La notion de la dérogation dans les lois française et canadienne

Sommaire

A- L’expérience française

I- Définition et objectif de la dérogation

a- La notion de dérogation

b- La notion d’adaptation mineure

I I- Cadre juridique de la dérogation

a - les règles de légalité externe (procédures)

b - les règles de légalité interne (contenu)

1- Pour le cas de la dérogation

2- Pour le cas des adaptations mineures

B - L’expérience canadienne  

I- Définition et objectif de la dérogation mineure

II- Cadre juridique

a- Le règlement sur les dérogations mineures :

b- L’évaluation d'une demande de dérogation:

c- Décision du conseil et imposition de conditions

III- Limites de la dérogation

A- L’expérience française

La règle du droit de l’urbanisme manque parfois de flexibilité. Or le pouvoir d’appréciation de l’administration ne permet pas toujours d’y remédier.
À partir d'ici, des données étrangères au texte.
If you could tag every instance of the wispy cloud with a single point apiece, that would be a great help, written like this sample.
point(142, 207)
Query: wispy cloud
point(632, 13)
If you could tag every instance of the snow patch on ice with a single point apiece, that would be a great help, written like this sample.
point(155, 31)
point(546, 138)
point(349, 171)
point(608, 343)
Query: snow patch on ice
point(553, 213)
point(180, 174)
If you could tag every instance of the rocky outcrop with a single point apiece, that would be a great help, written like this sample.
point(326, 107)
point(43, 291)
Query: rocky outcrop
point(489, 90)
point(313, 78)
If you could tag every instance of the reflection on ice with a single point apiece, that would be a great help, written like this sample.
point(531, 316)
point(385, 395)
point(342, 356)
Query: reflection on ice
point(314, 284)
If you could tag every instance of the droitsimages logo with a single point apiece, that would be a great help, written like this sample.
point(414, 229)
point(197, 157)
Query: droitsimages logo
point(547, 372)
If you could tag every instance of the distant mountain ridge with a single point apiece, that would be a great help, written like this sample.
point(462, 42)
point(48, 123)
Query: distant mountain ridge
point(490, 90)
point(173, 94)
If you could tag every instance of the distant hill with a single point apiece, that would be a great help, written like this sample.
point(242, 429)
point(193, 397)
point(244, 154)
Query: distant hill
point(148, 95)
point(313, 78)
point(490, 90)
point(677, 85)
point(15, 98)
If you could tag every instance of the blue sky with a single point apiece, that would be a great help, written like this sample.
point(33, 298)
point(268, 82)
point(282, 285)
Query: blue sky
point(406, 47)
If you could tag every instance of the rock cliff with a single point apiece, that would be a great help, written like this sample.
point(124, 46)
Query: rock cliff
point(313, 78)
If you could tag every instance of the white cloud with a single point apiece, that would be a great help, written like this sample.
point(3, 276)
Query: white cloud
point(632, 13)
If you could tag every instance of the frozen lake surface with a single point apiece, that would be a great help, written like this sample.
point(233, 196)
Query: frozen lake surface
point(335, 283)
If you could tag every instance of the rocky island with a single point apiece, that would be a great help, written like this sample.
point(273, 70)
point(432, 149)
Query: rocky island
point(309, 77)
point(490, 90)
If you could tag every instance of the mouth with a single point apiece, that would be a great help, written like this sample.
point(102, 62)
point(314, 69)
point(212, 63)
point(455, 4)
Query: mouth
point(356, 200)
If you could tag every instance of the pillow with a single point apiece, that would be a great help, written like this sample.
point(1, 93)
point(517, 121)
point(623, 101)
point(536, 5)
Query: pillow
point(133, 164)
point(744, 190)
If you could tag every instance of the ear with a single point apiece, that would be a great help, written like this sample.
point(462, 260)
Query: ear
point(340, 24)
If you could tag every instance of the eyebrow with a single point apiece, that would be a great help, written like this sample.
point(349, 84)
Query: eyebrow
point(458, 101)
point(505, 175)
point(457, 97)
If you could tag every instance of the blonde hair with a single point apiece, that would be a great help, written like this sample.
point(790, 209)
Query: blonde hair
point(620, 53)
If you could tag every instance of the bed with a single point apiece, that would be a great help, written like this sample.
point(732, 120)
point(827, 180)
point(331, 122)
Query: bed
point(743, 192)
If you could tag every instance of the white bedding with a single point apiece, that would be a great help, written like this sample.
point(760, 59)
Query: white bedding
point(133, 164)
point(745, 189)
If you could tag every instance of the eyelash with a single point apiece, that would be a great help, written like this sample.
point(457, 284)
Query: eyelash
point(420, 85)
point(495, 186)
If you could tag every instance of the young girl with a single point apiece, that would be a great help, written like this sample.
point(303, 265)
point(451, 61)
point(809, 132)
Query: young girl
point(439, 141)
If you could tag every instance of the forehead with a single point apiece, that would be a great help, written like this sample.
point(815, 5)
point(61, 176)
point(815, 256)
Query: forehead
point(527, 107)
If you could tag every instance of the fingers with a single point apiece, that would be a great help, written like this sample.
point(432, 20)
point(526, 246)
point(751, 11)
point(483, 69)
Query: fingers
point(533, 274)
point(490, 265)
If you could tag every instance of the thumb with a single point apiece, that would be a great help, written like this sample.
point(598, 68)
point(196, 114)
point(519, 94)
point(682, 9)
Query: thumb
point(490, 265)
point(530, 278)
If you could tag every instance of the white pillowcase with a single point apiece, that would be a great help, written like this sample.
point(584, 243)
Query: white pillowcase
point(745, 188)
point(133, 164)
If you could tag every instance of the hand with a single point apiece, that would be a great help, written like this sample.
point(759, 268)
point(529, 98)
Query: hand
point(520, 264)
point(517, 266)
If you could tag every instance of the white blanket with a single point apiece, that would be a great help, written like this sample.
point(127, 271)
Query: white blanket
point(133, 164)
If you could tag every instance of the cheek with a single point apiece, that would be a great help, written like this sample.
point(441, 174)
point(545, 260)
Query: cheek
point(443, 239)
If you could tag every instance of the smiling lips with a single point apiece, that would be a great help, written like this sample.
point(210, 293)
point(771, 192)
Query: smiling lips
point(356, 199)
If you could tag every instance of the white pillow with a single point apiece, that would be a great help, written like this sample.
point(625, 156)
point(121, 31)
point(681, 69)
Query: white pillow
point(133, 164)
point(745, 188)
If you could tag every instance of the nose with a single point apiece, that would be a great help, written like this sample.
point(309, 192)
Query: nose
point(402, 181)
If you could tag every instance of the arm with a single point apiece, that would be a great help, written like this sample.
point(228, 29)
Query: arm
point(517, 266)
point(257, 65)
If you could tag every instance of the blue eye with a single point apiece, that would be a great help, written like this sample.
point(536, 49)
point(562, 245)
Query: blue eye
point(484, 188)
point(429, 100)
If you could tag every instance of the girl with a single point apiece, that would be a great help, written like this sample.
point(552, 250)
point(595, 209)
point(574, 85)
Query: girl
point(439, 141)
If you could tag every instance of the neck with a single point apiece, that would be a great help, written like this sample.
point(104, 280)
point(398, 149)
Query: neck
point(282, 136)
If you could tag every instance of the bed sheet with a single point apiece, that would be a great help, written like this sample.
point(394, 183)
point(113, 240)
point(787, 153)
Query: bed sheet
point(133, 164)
Aussi, dans certains cas, a-t-elle été tenté de se soustraire à l’application stricte de la règle d’urbanisme.

C’est cette tendance qui a donné au droit de l’urbanisme son caractère de “droit dérogatoire” : Allant bien au-delà de ce qu’autorise les principes, le droit de l’urbanisme s’est longtemps caractérisé par la possibilité de décisions dérogatoires.

Aussi, l’affranchissement de la règle de droit avait l’avantage de donner à l’action administrative une souplesse et une capacité d’adaptation souvent souhaitable , mais elle avait aussi les inconvénients de laisser à l’administration le soin de choisir ceux de ces administrés qu’elle soumettait à la règle et ceux qu’elle en dispensait.
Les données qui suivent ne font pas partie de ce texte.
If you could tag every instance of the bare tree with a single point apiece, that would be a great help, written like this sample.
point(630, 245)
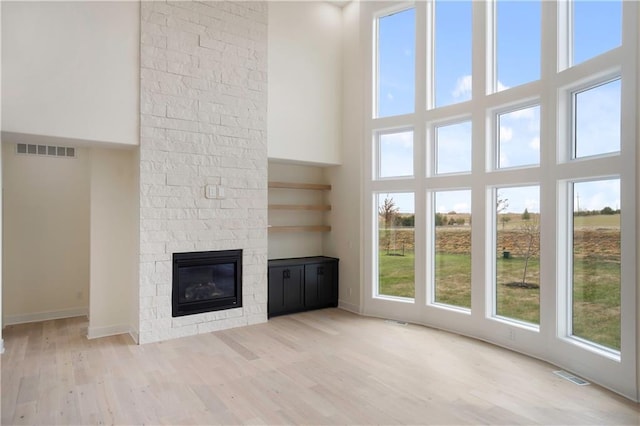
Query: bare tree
point(502, 204)
point(388, 211)
point(531, 231)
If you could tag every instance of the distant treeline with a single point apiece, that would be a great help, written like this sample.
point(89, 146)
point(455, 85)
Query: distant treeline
point(606, 211)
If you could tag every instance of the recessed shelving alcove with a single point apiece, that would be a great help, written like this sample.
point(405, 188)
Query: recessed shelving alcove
point(299, 207)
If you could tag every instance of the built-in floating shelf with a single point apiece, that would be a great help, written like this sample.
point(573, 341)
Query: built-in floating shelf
point(300, 207)
point(310, 228)
point(323, 207)
point(291, 185)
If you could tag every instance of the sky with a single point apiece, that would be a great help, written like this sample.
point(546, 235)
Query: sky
point(596, 29)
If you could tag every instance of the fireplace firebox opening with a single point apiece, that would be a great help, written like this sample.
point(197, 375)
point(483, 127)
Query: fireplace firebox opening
point(206, 281)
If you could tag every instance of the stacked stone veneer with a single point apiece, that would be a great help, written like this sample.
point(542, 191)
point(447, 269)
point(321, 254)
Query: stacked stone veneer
point(203, 103)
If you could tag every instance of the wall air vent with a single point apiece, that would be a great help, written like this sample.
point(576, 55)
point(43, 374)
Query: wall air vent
point(47, 150)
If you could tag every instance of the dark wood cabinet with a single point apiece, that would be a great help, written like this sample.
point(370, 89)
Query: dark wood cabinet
point(301, 284)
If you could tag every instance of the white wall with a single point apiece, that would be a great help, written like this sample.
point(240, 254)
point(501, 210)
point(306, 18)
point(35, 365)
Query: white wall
point(345, 240)
point(114, 240)
point(45, 236)
point(71, 70)
point(296, 244)
point(1, 317)
point(305, 66)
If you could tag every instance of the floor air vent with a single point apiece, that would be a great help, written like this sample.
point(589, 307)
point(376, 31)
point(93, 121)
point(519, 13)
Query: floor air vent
point(573, 379)
point(48, 150)
point(394, 322)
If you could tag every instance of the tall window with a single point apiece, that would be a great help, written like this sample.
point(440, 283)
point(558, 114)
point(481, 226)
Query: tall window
point(452, 82)
point(597, 28)
point(396, 64)
point(452, 247)
point(518, 253)
point(517, 36)
point(595, 291)
point(396, 245)
point(500, 160)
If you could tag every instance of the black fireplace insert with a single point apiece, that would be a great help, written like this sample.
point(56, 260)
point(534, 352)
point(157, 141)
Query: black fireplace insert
point(206, 281)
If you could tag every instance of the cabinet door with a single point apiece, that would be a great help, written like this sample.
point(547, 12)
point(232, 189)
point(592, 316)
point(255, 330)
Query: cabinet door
point(320, 285)
point(285, 290)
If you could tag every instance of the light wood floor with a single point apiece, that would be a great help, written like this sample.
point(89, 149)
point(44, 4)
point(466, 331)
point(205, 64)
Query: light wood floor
point(322, 367)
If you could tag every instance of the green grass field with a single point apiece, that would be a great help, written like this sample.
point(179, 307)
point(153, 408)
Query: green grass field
point(596, 291)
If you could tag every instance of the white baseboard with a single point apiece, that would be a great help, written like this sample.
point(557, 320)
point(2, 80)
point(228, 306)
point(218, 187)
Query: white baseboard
point(45, 316)
point(135, 335)
point(112, 330)
point(349, 307)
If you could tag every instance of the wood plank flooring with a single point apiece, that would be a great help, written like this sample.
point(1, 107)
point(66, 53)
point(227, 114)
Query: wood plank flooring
point(321, 367)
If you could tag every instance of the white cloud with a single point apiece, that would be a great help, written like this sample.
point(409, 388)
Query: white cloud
point(501, 86)
point(462, 208)
point(463, 88)
point(528, 113)
point(506, 134)
point(535, 143)
point(532, 205)
point(504, 159)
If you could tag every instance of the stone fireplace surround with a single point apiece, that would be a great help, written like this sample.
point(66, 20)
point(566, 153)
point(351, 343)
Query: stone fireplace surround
point(203, 154)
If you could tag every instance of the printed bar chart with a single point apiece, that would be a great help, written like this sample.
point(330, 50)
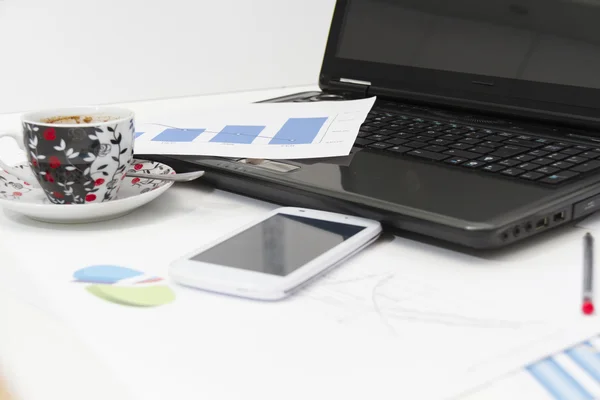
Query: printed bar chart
point(298, 131)
point(178, 135)
point(238, 134)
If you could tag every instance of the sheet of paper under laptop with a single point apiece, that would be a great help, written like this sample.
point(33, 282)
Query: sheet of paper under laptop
point(273, 131)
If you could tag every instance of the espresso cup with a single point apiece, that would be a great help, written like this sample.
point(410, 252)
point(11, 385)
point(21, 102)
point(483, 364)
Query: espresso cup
point(76, 155)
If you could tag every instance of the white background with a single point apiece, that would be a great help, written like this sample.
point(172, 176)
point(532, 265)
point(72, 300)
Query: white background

L’usage inconsidéré de dérogations a pu remettre en cause le caractère général des lois et règlements, et a pu soumettre l’administration à toutes les tentations devant les intérêts et enjeux liés au processus d’urbanisation.

Ainsi, le législateur est finalement intervenu pour limiter les abus par la loi du 31 décembre 1976 qui a distingué entre les dérogations et les adaptations mineures et a introduit dans le code de l’urbanisme la notion d’adaptation mineure, distincte de celle de dérogation, chacune disposant de son domaine d’application propre.

I- Définition et objectif de la dérogation

a- La notion de dérogation

La notion de dérogation n’est claire qu’en apparence. Les textes eux même peuvent être ambigus. Ce qu’ils nomment “dérogations” peuvent ne pas en être, alors que certaines expressions comme “à titre exceptionnel”, “sauf impossibilités”, voire “aménagement”, peuvent cacher d’authentiques dérogations.

Une dérogation ne peut donc se définir que par son contenu : “un permis de construire est dérogatoire s’il est accordé après que l’autorité compétente en décide d’écarter l’application de la règle qui aurait conduit à le refuser, mais il ne l’est pas si une règle particulière préalablement établie permet de l’accorder par exception à une règle plus générale.

Ainsi, la dérogation catégorielle ou réglementaire ne constitue pas une véritable dérogation.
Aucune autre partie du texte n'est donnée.